Seperti inilah realita yang
terjadi di kalangan yang sibuk dirinya, fikirannya, darahnya, imannya dalam hal
yang ia sebut sebagai ilmu. Segenap pengetahuan yang didapat hanya terhenti
pada substansi ilmu itu sendiri. Tanpa mampu menemukan jalan yang lebih dari
ranah sunstantif.
Dikarenakan tinggi dan
luasnya pengetahuan yang diagung-agungkan, sehingga yang ada dihadapan pun
menjadi kabur wujudnya, layaknya seorang bocah dengan peta harta karun yang
berada di kerumunan raksasa dan peti harta karunnya terkalung di leher salah
satu raksasa, sebegitu yakinnya dengan petanya sampai ia melupakan bahwa setiap
raksasa tidak diam di tempatnya.
Dengan mengesampingkan apa
itu kualitas dan apa itu kuantitas maka dipilihlah kedua-duanya untuk
menghasilkan sebuah pengetahuan yang bermutu.
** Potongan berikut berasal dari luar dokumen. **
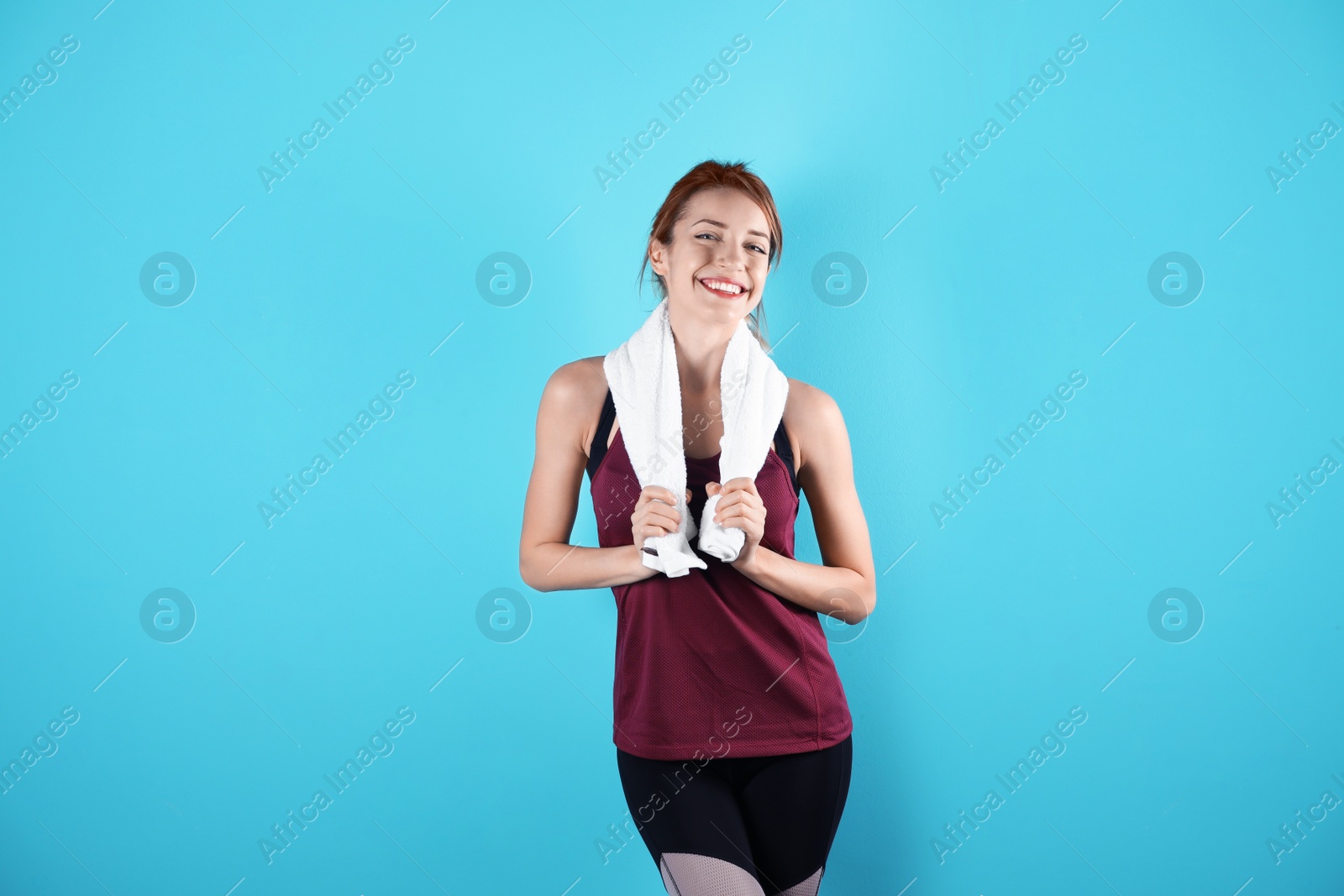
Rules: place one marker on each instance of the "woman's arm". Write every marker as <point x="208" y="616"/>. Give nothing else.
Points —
<point x="846" y="586"/>
<point x="546" y="560"/>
Demi memperoleh kebenaran
darinya. Dan tanpa menyadari bahwa seorang bayi yang telah lebih dahulu berada
di sisi-Nya tanpa harus melalui jalan pengetahuan dan tahu apa itu kebenaran.
Di sinilah perlu adanya
pos-pos istirahat di sepanjang jalur pengetahuan dalam perjalanan mudik menuju
kampung yang abadi. Untuk melihat kesesuaian antara apa yang diketahui (yang
tercantum dalam lembaran-lembaran buku dan kitab) dengan realita, ataupun hanya
untuk sekedar membasuh muka dengan seciduk air pembersih hati dalam rangkaian zikir,
wirid dan sholawat agar suci dari debu dan asap dengki, hasud,
dan takabbur.
Lebih dari sekedar berhenti
beristirahat, maka berhenti untuk membuka mata hati memperluas sudut pandang
hingga tidak menjadi seperti katak dalam tempurung kaca yang sudah berkeliling
dunia. Mampu bercerita kepada kawan-kawannya di kampung halaman tentang semua
negeri yang ia kunjungi dan apa yang ia ketahui. Namun ia lupa bahwa area gerak
tubuhnya hanya sebatas tempurung. Padahal jika saja tempurung yang mengurung dipecahkan,
mungkin ia tak akan menceritakan apa saja yang ia tahu.
Maka tahu majrur hanyalah
sebuah guyonan yang tidak membutuhkan penalaran logistik maupun
linguistik.
Subuh esok harinya . . .
Subuh kali ini Mukhlis ganti
menghampiri sang guru untuk mengungkapkan apa yang terbesit dalam fikirannya.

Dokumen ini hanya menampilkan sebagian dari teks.